Coherence between the caches has to be enforced in order for correct execution. This process is affected by two main factors: Performance and implementation cost.

Fig. 22.1
figure 1

Cache coherence problem

In general in hardware-based, there are two methods for cache coherence, a snooping protocol and a directory-based protocol. The Snoopy cache-coherence methods require sending information to all of cache controllers. However, if the number of cores increased the cache messages will increase, also then the required bus which connect the caches and all messages pass through it bandwidth will be bigger than available one, then total saturation of bus bandwidth occurs. These techniques can be used in small-scale systems due to this limitation. However, the Directory-based protocol, scales to larger numbers of processors or cores than snoopy-based coherence protocol, since it enables multiple coherence actions to take place at the same time.

There are three critical attributes that have an impact on the performance of any cache coherence protocol, thus being:

Low-latency Cache-to-Cache Misses: A cache-to-cache miss is a miss frequently caused by accessing shared data that requires another processors cache to provide the data. To decrease the latency of cache-to-cache misses, a coherence protocol should ideally support direct cache-to-cache misses [33]. To efficiently support the frequent communication and synchronization in these workloads, systems are required to optimize the latency of cache-to-cache misses [6].

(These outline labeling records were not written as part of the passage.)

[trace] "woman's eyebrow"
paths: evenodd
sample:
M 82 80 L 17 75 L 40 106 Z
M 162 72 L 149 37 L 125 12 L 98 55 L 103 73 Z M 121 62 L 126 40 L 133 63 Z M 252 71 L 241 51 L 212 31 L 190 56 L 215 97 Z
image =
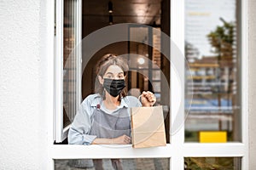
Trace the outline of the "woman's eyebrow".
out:
M 111 74 L 111 75 L 113 75 L 113 73 L 112 73 L 112 72 L 107 72 L 107 73 L 106 73 L 106 75 L 107 75 L 107 74 Z

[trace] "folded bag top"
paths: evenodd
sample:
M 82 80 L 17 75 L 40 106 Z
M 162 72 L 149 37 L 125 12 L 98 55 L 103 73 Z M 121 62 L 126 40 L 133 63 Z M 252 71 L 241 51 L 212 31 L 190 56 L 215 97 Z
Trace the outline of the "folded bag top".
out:
M 166 145 L 162 106 L 131 108 L 133 148 Z

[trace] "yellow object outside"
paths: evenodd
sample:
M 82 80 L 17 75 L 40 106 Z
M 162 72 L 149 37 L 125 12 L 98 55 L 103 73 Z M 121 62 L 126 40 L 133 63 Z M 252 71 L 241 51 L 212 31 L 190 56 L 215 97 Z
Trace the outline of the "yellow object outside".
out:
M 227 132 L 225 131 L 201 131 L 199 132 L 200 143 L 226 143 Z

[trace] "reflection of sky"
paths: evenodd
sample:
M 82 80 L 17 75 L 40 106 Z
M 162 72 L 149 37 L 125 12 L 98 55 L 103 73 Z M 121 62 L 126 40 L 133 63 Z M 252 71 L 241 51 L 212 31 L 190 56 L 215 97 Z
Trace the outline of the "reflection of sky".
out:
M 190 106 L 191 102 L 191 106 Z M 190 110 L 205 110 L 205 111 L 218 111 L 218 110 L 232 110 L 231 99 L 220 99 L 220 105 L 218 105 L 218 99 L 189 99 L 185 100 L 185 108 Z M 218 110 L 219 109 L 219 110 Z
M 199 49 L 200 55 L 212 56 L 207 35 L 223 23 L 236 20 L 236 0 L 185 0 L 185 40 Z

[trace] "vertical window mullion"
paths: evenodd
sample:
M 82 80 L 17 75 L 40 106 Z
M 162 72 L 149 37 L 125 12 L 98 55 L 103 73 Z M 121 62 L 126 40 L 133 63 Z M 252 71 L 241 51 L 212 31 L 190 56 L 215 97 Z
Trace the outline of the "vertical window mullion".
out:
M 63 138 L 63 0 L 56 0 L 56 53 L 55 56 L 55 142 L 61 142 Z
M 184 142 L 184 58 L 177 59 L 176 54 L 184 54 L 184 0 L 171 0 L 171 144 L 175 150 L 179 150 L 172 158 L 171 169 L 184 169 L 183 144 Z M 178 50 L 178 51 L 177 51 Z M 178 65 L 177 65 L 178 63 Z M 176 68 L 175 68 L 176 67 Z M 173 75 L 180 80 L 181 85 L 181 102 L 177 104 L 174 93 L 179 88 L 177 80 L 174 81 Z M 175 107 L 179 107 L 176 108 Z M 179 125 L 178 125 L 179 124 Z M 178 128 L 177 128 L 178 126 Z

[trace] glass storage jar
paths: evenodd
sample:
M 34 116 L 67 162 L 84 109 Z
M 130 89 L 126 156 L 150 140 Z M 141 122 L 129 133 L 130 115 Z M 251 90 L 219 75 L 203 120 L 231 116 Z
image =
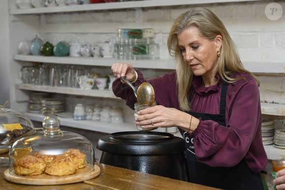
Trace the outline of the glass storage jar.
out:
M 274 159 L 272 160 L 271 163 L 273 169 L 272 173 L 271 174 L 271 180 L 272 181 L 273 181 L 273 180 L 276 178 L 276 173 L 278 171 L 285 168 L 285 159 L 284 158 Z M 276 187 L 275 185 L 273 185 L 273 188 L 275 190 L 276 190 Z
M 147 103 L 145 104 L 141 104 L 139 103 L 138 102 L 135 103 L 135 118 L 137 118 L 138 117 L 138 112 L 140 110 L 142 110 L 149 107 L 154 106 L 155 105 L 157 105 L 156 101 L 154 101 L 154 102 L 152 103 Z M 142 126 L 137 126 L 137 128 L 139 130 L 148 131 L 155 129 L 156 128 L 157 128 L 157 127 L 143 128 L 142 127 Z
M 94 148 L 92 144 L 81 135 L 61 131 L 59 126 L 60 122 L 57 117 L 54 116 L 47 116 L 43 122 L 43 128 L 35 128 L 32 130 L 33 133 L 32 135 L 21 138 L 14 143 L 9 153 L 9 174 L 10 178 L 13 179 L 15 176 L 28 178 L 30 176 L 34 176 L 38 179 L 50 179 L 50 184 L 47 185 L 51 185 L 53 183 L 57 184 L 55 183 L 56 180 L 58 180 L 58 178 L 61 177 L 65 179 L 86 174 L 87 177 L 89 177 L 89 174 L 92 173 L 95 168 Z M 42 158 L 45 161 L 45 166 L 43 167 L 45 168 L 41 173 L 29 173 L 28 175 L 26 175 L 27 174 L 21 173 L 21 171 L 16 171 L 17 169 L 16 167 L 18 167 L 20 160 L 23 162 L 22 160 L 26 158 L 32 158 L 34 159 L 35 157 L 37 158 L 36 159 L 39 158 L 40 159 Z M 64 162 L 65 159 L 68 160 L 69 167 L 62 169 L 63 165 L 66 164 L 62 161 Z M 61 161 L 61 160 L 63 161 Z M 58 161 L 57 162 L 56 161 Z M 15 164 L 16 162 L 17 163 Z M 60 167 L 55 167 L 56 166 L 55 162 Z M 50 170 L 48 172 L 47 168 L 49 167 L 54 170 L 51 172 Z M 62 171 L 69 170 L 70 167 L 72 168 L 72 172 L 66 173 L 65 171 Z M 59 168 L 61 168 L 61 171 Z M 32 179 L 34 179 L 34 178 Z M 82 179 L 84 178 L 82 177 Z M 86 180 L 85 179 L 83 181 Z M 75 183 L 72 182 L 72 180 L 71 181 L 68 183 Z M 39 183 L 36 185 L 43 185 L 40 183 L 41 181 L 36 182 Z

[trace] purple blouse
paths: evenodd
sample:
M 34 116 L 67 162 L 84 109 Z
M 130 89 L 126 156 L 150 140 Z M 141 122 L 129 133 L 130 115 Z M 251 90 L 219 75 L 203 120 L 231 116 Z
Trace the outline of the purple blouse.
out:
M 138 70 L 138 79 L 134 84 L 143 82 L 153 87 L 158 104 L 179 109 L 176 95 L 176 73 L 145 80 Z M 232 78 L 242 76 L 245 79 L 229 84 L 226 97 L 226 123 L 219 125 L 212 120 L 200 122 L 192 132 L 197 160 L 210 166 L 229 167 L 244 158 L 254 172 L 259 172 L 267 163 L 261 133 L 261 112 L 258 89 L 254 78 L 247 73 L 236 74 Z M 219 82 L 209 87 L 202 85 L 201 77 L 193 78 L 194 92 L 191 111 L 219 114 L 221 90 Z M 126 105 L 134 109 L 136 98 L 131 89 L 117 79 L 113 84 L 115 95 L 125 99 Z

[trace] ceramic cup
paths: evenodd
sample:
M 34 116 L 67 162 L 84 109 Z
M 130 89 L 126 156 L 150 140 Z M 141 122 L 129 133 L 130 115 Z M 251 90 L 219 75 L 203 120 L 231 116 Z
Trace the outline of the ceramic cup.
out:
M 48 7 L 53 7 L 57 6 L 57 3 L 56 0 L 45 0 L 45 5 Z
M 66 4 L 65 3 L 65 0 L 56 0 L 58 6 L 65 6 Z
M 100 120 L 100 114 L 96 114 L 95 113 L 92 114 L 92 117 L 91 118 L 91 120 L 93 121 L 99 121 Z
M 96 85 L 99 90 L 102 90 L 105 89 L 105 88 L 107 85 L 107 78 L 98 78 L 95 79 Z
M 98 104 L 95 104 L 93 108 L 93 113 L 95 114 L 100 114 L 100 112 L 102 111 L 102 108 Z
M 98 45 L 94 45 L 91 48 L 91 51 L 92 52 L 92 56 L 95 58 L 99 58 L 101 57 L 101 53 L 100 51 L 100 46 Z
M 94 86 L 94 79 L 89 78 L 87 75 L 82 75 L 77 77 L 77 82 L 81 89 L 91 90 Z
M 74 108 L 73 119 L 75 120 L 84 120 L 86 119 L 84 107 L 81 103 L 78 103 Z
M 69 56 L 71 57 L 80 57 L 80 48 L 82 45 L 80 43 L 72 43 L 69 47 Z
M 105 106 L 103 108 L 101 112 L 100 112 L 100 117 L 103 117 L 103 118 L 110 118 L 111 115 L 110 115 L 110 110 L 111 108 L 109 107 Z
M 100 53 L 103 58 L 111 58 L 113 57 L 113 53 L 111 50 L 111 44 L 110 43 L 102 43 L 100 44 Z
M 29 55 L 30 46 L 31 43 L 29 41 L 26 40 L 22 41 L 18 46 L 18 53 L 21 55 Z

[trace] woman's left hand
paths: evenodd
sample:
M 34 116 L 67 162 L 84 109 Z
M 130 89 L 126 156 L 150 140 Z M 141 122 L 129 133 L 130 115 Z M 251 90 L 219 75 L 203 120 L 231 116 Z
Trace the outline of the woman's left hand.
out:
M 188 118 L 191 117 L 185 112 L 162 105 L 156 105 L 140 110 L 138 115 L 136 125 L 141 126 L 143 128 L 175 126 L 183 129 L 183 127 L 186 126 L 185 121 L 188 121 Z
M 273 184 L 277 186 L 277 190 L 285 190 L 285 169 L 277 172 L 278 177 L 273 181 Z

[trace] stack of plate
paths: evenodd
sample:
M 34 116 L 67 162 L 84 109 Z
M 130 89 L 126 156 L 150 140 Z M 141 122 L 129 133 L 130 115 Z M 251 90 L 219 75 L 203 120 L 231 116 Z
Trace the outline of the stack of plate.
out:
M 41 101 L 43 98 L 50 97 L 50 95 L 45 93 L 32 93 L 29 95 L 28 112 L 40 113 L 42 108 Z
M 261 123 L 261 135 L 263 145 L 273 144 L 274 138 L 274 126 L 275 121 L 270 119 L 263 119 Z
M 46 98 L 41 101 L 41 114 L 45 115 L 54 115 L 65 110 L 65 101 L 58 98 Z
M 275 131 L 274 135 L 274 146 L 281 149 L 285 149 L 285 130 Z

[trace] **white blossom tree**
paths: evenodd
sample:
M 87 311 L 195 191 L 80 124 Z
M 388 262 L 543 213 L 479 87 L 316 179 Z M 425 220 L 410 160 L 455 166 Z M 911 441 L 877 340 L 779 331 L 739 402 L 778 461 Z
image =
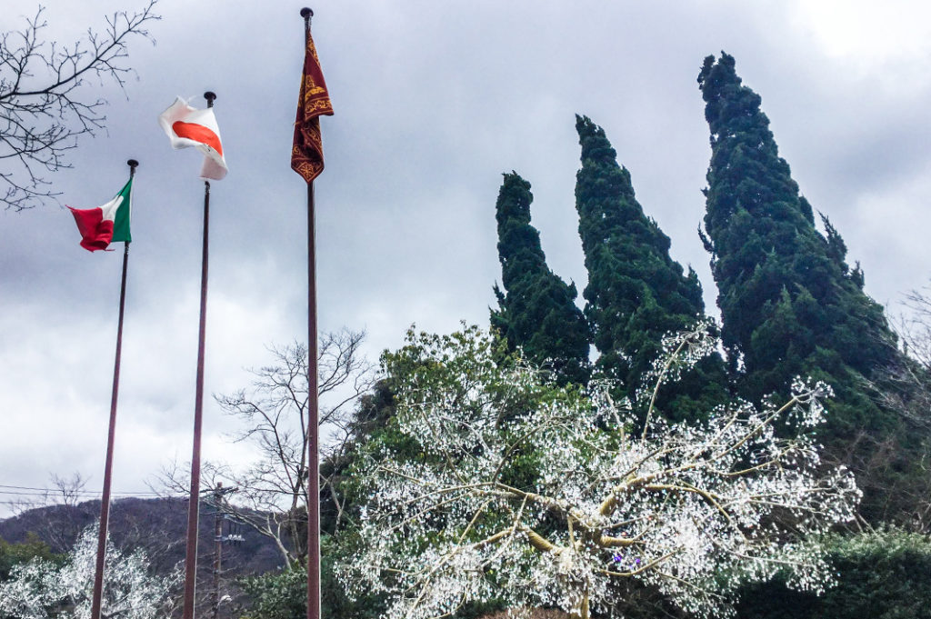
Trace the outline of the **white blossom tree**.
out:
M 799 588 L 830 585 L 805 537 L 851 519 L 859 499 L 847 471 L 819 463 L 830 388 L 798 381 L 781 408 L 738 401 L 668 424 L 656 386 L 715 344 L 705 326 L 669 338 L 641 407 L 502 362 L 477 328 L 409 333 L 383 361 L 395 425 L 358 467 L 368 499 L 362 547 L 340 567 L 348 593 L 385 595 L 393 619 L 491 599 L 620 616 L 644 588 L 722 616 L 737 585 L 776 570 Z
M 90 616 L 97 527 L 78 537 L 63 564 L 41 558 L 14 566 L 0 583 L 0 617 L 87 619 Z M 142 550 L 125 553 L 107 541 L 101 615 L 119 619 L 155 619 L 170 614 L 169 594 L 181 572 L 168 576 L 151 572 Z

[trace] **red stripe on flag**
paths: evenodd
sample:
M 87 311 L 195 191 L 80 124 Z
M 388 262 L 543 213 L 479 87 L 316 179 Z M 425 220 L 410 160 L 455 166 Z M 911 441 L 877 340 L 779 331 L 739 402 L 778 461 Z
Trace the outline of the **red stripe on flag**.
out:
M 171 128 L 179 138 L 187 138 L 188 140 L 194 140 L 195 141 L 199 141 L 202 144 L 207 144 L 223 156 L 223 147 L 220 143 L 220 138 L 216 133 L 203 125 L 185 123 L 179 120 L 171 126 Z
M 88 251 L 106 249 L 114 235 L 114 222 L 103 220 L 103 211 L 100 209 L 72 209 L 77 231 L 81 233 L 81 247 Z

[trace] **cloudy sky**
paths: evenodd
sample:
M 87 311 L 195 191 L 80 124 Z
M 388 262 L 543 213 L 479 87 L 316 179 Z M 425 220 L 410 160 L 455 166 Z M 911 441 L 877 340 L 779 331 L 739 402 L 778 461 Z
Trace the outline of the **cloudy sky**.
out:
M 47 0 L 62 42 L 141 0 Z M 32 0 L 4 0 L 0 31 Z M 141 162 L 124 331 L 115 491 L 147 490 L 190 457 L 203 183 L 200 155 L 156 123 L 176 95 L 216 115 L 230 167 L 212 183 L 209 394 L 248 384 L 266 347 L 305 338 L 304 183 L 289 156 L 303 61 L 301 4 L 162 0 L 157 44 L 130 42 L 137 75 L 105 97 L 108 131 L 49 177 L 62 202 L 99 206 Z M 586 283 L 574 210 L 576 113 L 600 124 L 638 198 L 714 307 L 696 227 L 709 148 L 695 83 L 723 49 L 762 97 L 803 193 L 897 311 L 931 275 L 931 16 L 859 0 L 551 2 L 321 0 L 314 37 L 336 110 L 316 183 L 321 330 L 365 329 L 372 360 L 412 323 L 486 324 L 500 278 L 501 173 L 533 183 L 550 266 Z M 138 77 L 138 79 L 136 79 Z M 0 211 L 0 491 L 79 471 L 102 477 L 120 251 L 78 247 L 50 204 Z M 204 457 L 248 462 L 205 402 Z M 0 495 L 0 501 L 12 495 Z M 3 512 L 0 511 L 0 516 Z

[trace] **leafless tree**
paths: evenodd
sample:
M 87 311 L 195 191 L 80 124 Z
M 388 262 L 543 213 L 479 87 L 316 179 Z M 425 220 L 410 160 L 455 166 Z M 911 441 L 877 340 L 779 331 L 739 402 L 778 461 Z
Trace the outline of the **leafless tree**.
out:
M 352 412 L 358 398 L 373 384 L 371 364 L 362 357 L 362 331 L 347 329 L 323 334 L 318 348 L 318 424 L 321 456 L 340 453 L 351 436 Z M 252 370 L 255 380 L 245 389 L 215 396 L 223 411 L 241 423 L 232 435 L 248 442 L 259 457 L 246 470 L 208 463 L 202 468 L 203 488 L 218 481 L 236 491 L 214 505 L 273 540 L 286 563 L 303 557 L 299 543 L 305 532 L 307 481 L 307 347 L 293 343 L 271 347 L 270 365 Z M 163 469 L 157 485 L 177 491 L 186 487 L 182 467 Z M 328 478 L 320 479 L 342 505 Z M 339 518 L 339 517 L 338 517 Z
M 92 82 L 124 87 L 132 74 L 126 64 L 128 42 L 133 36 L 154 42 L 147 26 L 161 19 L 153 11 L 157 1 L 149 0 L 134 13 L 114 13 L 105 31 L 88 28 L 71 45 L 43 38 L 48 24 L 41 6 L 21 30 L 0 34 L 0 201 L 5 209 L 31 209 L 60 195 L 46 175 L 71 168 L 68 152 L 78 139 L 106 126 L 107 101 L 95 98 Z
M 896 514 L 903 511 L 897 504 L 890 511 L 901 524 L 927 533 L 931 532 L 931 285 L 906 295 L 904 305 L 905 312 L 890 320 L 903 355 L 869 382 L 880 404 L 901 418 L 902 429 L 874 450 L 868 469 L 912 469 L 895 487 L 886 488 L 889 496 L 903 497 L 898 503 L 906 513 Z

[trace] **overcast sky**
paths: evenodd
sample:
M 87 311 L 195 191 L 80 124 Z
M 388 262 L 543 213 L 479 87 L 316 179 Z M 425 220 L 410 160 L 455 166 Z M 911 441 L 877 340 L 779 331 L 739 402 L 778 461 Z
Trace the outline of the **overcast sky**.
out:
M 79 37 L 141 0 L 47 0 L 47 34 Z M 305 185 L 290 168 L 303 62 L 302 5 L 162 0 L 157 44 L 130 42 L 138 80 L 110 101 L 109 130 L 50 177 L 62 202 L 109 200 L 135 182 L 114 488 L 146 490 L 190 458 L 203 182 L 200 155 L 170 150 L 156 117 L 176 95 L 216 116 L 229 175 L 211 187 L 208 394 L 250 382 L 266 346 L 305 339 Z M 0 31 L 36 4 L 4 0 Z M 321 330 L 368 330 L 371 360 L 412 323 L 486 325 L 500 279 L 501 173 L 533 184 L 550 267 L 586 283 L 573 189 L 573 114 L 607 131 L 673 257 L 717 294 L 696 228 L 710 155 L 695 77 L 736 59 L 762 97 L 802 192 L 861 261 L 867 291 L 897 311 L 931 275 L 931 12 L 859 0 L 550 2 L 321 0 L 314 38 L 336 115 L 322 120 L 316 182 Z M 48 205 L 0 211 L 0 491 L 79 471 L 99 491 L 121 248 L 78 247 Z M 205 401 L 204 457 L 250 451 Z M 4 496 L 0 494 L 0 501 Z M 0 516 L 3 515 L 0 511 Z

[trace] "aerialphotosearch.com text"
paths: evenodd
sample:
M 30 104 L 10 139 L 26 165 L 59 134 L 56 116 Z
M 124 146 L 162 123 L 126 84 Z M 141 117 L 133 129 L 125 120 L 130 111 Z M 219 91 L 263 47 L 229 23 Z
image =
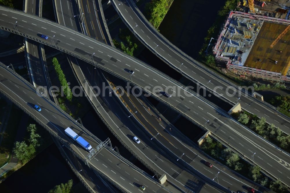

Bandwidth Efficiency: A cache coherence protocol should conserve bandwidth to decrease the cost and avoid interconnect contention (since contention reduces performance).

Scalability Challenges: Hardware resources must scale efficiently, as the future is multithreaded. Memory hierarchy is the main hardware scalability dilemma. CMPs depend on large, multi-level cache hierarchies to diminish the high cost, limited bandwidth and high latency of main memory. Caches generally use nearly the half of chip area and a substantial fraction of system energy. The main problems limit cache hierarchies scalability are cache associativity, partitioning and coherency. Caches currently spend significant energy and latency to implement associative lookups, making them inefficient and have a considerable impact on system performance. The previously proposed partitioning techniques suffer from two main weaknesses: they are not scalable and limited to a small number of coarse-grain partitions, and partitioning often reduces performance. Also, traditional coherence schemes do not scale beyond a few tens of cores.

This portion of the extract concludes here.